Ablauf der Anti-Weicker-Challenge

Die Challenge startet am 10. Februar 2016 und läuft bis inklusive 26. März 2016 (Karsamstag).

Es gibt drei Schwierigkeitsgrade. Als kleine Erleichterung ist es erlaubt, dir Cheatdays zu nehmen. Das sind Tage, an denen du essen darfst, was du möchtest. Wenn du also zum Beispiel auf eine Hochzeit eingeladen bist, eine Reise ansteht, oder deine Willenskraft mal nachlässt, spiele den Cheatday aus und starte wieder neu durch.
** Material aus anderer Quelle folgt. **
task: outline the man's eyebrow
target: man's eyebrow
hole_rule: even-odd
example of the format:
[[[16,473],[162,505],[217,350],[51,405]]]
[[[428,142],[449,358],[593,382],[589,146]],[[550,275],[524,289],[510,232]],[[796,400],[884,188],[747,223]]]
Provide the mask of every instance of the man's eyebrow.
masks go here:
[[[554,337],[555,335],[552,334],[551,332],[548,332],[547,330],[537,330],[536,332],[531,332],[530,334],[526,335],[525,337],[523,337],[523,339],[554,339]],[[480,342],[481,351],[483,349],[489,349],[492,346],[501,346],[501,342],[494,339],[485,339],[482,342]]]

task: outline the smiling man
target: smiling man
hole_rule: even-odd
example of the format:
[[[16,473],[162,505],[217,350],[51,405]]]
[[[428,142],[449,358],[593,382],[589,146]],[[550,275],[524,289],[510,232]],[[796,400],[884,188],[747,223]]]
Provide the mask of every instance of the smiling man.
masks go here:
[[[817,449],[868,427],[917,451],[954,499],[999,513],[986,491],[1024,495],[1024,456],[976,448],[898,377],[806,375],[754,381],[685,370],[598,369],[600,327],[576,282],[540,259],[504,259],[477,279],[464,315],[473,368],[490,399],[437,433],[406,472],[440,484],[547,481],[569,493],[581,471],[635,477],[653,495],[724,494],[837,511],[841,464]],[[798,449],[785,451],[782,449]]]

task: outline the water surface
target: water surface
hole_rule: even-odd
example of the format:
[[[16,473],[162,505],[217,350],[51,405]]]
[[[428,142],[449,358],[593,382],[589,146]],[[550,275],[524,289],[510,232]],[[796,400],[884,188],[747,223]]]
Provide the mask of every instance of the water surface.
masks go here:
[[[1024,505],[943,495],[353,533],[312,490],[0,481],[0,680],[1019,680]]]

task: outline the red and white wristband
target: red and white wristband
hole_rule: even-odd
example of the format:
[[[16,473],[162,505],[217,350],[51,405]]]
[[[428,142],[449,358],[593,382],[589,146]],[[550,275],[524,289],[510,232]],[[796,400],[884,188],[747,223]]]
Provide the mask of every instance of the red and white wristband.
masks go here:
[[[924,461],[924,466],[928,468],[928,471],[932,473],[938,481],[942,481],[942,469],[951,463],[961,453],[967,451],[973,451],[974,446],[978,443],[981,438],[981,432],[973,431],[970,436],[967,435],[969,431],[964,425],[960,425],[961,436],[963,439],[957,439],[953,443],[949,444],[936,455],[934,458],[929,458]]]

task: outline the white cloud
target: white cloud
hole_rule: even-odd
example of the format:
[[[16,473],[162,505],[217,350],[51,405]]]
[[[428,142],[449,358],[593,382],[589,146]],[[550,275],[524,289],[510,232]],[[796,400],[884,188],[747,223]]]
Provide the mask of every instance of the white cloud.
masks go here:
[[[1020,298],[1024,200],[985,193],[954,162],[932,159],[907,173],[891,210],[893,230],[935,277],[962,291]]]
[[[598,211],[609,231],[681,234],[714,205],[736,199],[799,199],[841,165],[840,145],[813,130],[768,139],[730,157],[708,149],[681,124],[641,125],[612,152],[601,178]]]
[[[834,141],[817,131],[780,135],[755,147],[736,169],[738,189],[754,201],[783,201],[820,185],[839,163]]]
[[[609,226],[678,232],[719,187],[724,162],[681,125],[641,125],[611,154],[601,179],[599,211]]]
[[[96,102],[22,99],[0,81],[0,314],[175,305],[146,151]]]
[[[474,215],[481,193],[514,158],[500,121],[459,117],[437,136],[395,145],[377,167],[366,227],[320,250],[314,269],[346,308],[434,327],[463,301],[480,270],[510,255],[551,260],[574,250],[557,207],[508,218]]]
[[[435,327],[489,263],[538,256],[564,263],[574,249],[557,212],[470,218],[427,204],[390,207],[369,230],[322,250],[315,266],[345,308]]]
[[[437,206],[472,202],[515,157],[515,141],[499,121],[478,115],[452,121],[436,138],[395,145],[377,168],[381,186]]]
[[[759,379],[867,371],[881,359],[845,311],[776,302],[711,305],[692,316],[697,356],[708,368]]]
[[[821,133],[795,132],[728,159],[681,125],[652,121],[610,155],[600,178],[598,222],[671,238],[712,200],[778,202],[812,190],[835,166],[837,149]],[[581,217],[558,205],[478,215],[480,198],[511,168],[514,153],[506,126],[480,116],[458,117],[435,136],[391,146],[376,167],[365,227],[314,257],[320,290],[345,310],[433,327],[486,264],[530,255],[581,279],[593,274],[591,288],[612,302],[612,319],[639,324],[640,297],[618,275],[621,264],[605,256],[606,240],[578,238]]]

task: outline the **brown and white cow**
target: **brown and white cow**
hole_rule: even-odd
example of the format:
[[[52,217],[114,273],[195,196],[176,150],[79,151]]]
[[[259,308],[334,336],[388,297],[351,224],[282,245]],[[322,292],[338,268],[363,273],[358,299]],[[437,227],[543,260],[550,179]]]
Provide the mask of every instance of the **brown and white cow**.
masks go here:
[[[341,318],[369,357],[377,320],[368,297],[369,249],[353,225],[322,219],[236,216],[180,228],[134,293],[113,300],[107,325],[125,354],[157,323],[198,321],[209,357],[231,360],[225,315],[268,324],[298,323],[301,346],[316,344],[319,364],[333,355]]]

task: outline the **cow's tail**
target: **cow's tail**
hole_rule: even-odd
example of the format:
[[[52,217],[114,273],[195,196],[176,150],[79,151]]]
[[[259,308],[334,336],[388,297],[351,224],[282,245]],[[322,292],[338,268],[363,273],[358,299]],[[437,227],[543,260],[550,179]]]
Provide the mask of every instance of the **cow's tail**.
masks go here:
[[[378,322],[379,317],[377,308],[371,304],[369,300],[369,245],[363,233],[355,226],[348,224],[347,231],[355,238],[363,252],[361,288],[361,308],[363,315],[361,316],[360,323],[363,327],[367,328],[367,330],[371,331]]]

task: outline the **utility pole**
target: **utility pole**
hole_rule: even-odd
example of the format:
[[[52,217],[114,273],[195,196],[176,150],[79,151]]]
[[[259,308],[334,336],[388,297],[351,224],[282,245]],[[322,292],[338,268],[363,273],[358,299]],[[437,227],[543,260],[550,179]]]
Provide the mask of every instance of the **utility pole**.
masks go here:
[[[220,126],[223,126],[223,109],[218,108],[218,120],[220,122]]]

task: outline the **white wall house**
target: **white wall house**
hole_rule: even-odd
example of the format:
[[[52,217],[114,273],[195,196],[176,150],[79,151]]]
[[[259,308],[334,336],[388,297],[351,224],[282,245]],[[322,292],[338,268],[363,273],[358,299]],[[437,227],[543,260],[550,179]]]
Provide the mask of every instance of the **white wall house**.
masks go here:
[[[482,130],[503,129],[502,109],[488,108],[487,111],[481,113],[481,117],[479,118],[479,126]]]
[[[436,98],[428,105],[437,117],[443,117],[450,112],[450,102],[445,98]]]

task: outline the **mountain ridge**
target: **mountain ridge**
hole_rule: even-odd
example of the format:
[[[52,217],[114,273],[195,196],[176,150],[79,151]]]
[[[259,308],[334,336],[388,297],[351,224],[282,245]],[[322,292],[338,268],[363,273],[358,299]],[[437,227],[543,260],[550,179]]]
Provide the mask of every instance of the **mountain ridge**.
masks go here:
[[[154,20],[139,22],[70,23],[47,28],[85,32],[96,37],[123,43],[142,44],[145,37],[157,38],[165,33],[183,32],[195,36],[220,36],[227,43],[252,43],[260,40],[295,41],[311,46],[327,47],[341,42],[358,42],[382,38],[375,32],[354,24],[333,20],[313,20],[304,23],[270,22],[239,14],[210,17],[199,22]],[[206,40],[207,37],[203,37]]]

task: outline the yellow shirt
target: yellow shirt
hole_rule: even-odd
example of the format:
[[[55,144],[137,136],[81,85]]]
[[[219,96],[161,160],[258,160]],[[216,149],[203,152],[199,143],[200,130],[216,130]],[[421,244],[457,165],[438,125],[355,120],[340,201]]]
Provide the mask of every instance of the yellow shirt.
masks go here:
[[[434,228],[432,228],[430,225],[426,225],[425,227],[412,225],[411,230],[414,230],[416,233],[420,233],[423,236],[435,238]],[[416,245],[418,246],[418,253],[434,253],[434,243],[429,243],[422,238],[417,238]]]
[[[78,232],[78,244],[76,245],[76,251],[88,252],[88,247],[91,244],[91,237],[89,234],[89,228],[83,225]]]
Wichtig: Nimm dir nie 2 Cheatdays in Folge, sonst verlierst du ganz schnell dein Momentum und ein Abbruch der Challenge wäre die Folge.

Die Schwierigkeitsgrade:

  • Rookie (für Einsteiger/innen)
    • Zucker
      Du lässt Süßigkeiten links liegen. Keine Schokolade, keine Gummibärchen, etc. Süßen von Speisen und Getränken ist ok.
    • Weizen
      Du verzichtest komplett auf den ganzen Knabberkram (Chips, Salzstangen, etc.), der Weizenmehl beinhaltet. Du wirst dich wundern, wo du das überall finden wirst. Lies daher die Nährstoffangaben genau!
    • 4 Cheatdays
  • Advanced (für Fortgeschrittene)
    • Zucker
      Wie Rookie, nur kommt zusätzlich noch dazu, dass du komplett auf gesüßte Getränke verzichtest. Erlaubt ist also Wasser, Mineralwasser (ohne irgendwelche Zusätze), ungesüßte Tees (auch kein Honig), ungesüßter Kaffe (auch kein Candisin), direkt gepresster Fruchtsaft (ohne Zuckerzusatz und auch ohne Zuckerersatzstoffzusatz).
    • Weizen
      Wie Rookie inklusive Verzicht auf alle weizenhaltige Backwaren wie Semmeln (Brötchen), Brot, etc.
    • 3 Cheatdays
  • Pro (für Profis)
    • Zucker
      Du verzichtest komplett auf Zucker und alle Zuckerersatzstoffe. Also: Keine Süßigkeiten, keine gesüßten Getränke, keine Mehlspeisen, keine Marmelade (Konfitüre), also einfach nichts, wo Zucker (Honig, Agavendicksaft, etc.) enthalten ist. Erlaubt sind Trockenfrüchte und natürlich auch frisches Obst. Sie enthalten ausreichend Süße um den Verzicht auf Zucker gut wegzustecken.
    • Weizen
      Du verzichtest komplett auf Weizen, Weizenmehl und alle daraus hergestellten Produkte. Auch Vollkornweizenprodukte.
    • 2 Cheatdays
Schätze dein Level zu Beginn der Challenge ein.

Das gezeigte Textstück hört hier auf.